The Wars of Hashem: Why King David was not Permitted to Build the Temple - PART ONE

]Sefer Al Diglo #75[



There are those who explain that our King and Master David was admonished: "You have shed blood abundantly, and have waged great wars. You will not build a house to My Name, because you have shed much blood on the Land before me" (Divrei Ha-Yamim 1 22:8).

But this understanding is surprising, because if this were so – if King David was truly punished on account of his wars - why didn’t Israel’s prophets instruct him to refrain from wars for the rest of his life? Is it proper that a person sacrifices himself for the Nation of Israel, the Land of Israel and the Kingship of Israel, and is in the end told: "This was a mistake"?! The prophet Avigail in fact praised King David for his wars: "For Hashem will make my master a faithful house because my master fights the wars of Hashem and evil has not been found in you all of your days" (Shmuel 1 25:28).
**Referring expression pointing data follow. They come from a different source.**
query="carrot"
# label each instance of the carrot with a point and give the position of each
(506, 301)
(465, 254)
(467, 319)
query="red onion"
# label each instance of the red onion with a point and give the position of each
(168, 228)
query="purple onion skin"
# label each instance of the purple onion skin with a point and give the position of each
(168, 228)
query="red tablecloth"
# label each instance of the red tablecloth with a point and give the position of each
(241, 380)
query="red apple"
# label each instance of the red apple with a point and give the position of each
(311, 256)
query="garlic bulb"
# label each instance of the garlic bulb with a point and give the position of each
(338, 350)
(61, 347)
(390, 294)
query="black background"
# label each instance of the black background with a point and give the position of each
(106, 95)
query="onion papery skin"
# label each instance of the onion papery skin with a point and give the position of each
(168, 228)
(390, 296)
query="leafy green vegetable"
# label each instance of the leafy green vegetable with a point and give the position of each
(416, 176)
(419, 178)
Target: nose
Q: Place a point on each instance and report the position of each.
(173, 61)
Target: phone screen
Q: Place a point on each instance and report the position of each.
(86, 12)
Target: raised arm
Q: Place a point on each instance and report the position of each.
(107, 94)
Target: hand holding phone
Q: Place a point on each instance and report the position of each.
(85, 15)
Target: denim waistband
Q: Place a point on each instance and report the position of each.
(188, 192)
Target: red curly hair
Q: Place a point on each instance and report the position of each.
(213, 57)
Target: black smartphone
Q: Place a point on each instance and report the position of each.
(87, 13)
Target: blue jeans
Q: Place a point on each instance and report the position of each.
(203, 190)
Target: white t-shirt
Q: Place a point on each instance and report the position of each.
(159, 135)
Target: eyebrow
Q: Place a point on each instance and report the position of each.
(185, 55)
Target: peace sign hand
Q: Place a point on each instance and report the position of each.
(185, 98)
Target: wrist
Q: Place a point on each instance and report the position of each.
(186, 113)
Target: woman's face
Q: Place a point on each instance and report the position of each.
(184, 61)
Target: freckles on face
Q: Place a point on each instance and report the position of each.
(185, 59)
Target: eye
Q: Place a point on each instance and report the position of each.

And what about the general principal that it is a Mitzvah to wage an obligatory war?  According to the Ramban, this includes conquering the Land of Israel, according to the Rambam it includes protecting Israel from a enemy.  So how can a person be admonished when he is fulfilling a Mitzvah, and – on account of this – be told that he may not build the Temple? Where is it written that a soldier may not build the Temple?


It is true that a Cohain who murders may not recite the Bircat Cohanim, because "When you spread out your hands, I will hide my eyes from you, even when you recite many prayers, I will not hear, your hands are full of blood" (Yeshayahu 1:15).  Halachic authorities, however, have ruled that this does not apply to a Cohain who is a soldier of Tzahal and kills in war: "And on the contrary, it is proper to say to them: 'May your hands be strengthened and may your power increase'" (Ha-Rav Ovadiah Yosef in Shut Yehaveh Daat 2:14). And above all, our righteous Messiah himself, as the Rambam says, will both wage the wars of Hashem and build the Temple (Rambam, Hilchot Melachim 11:1).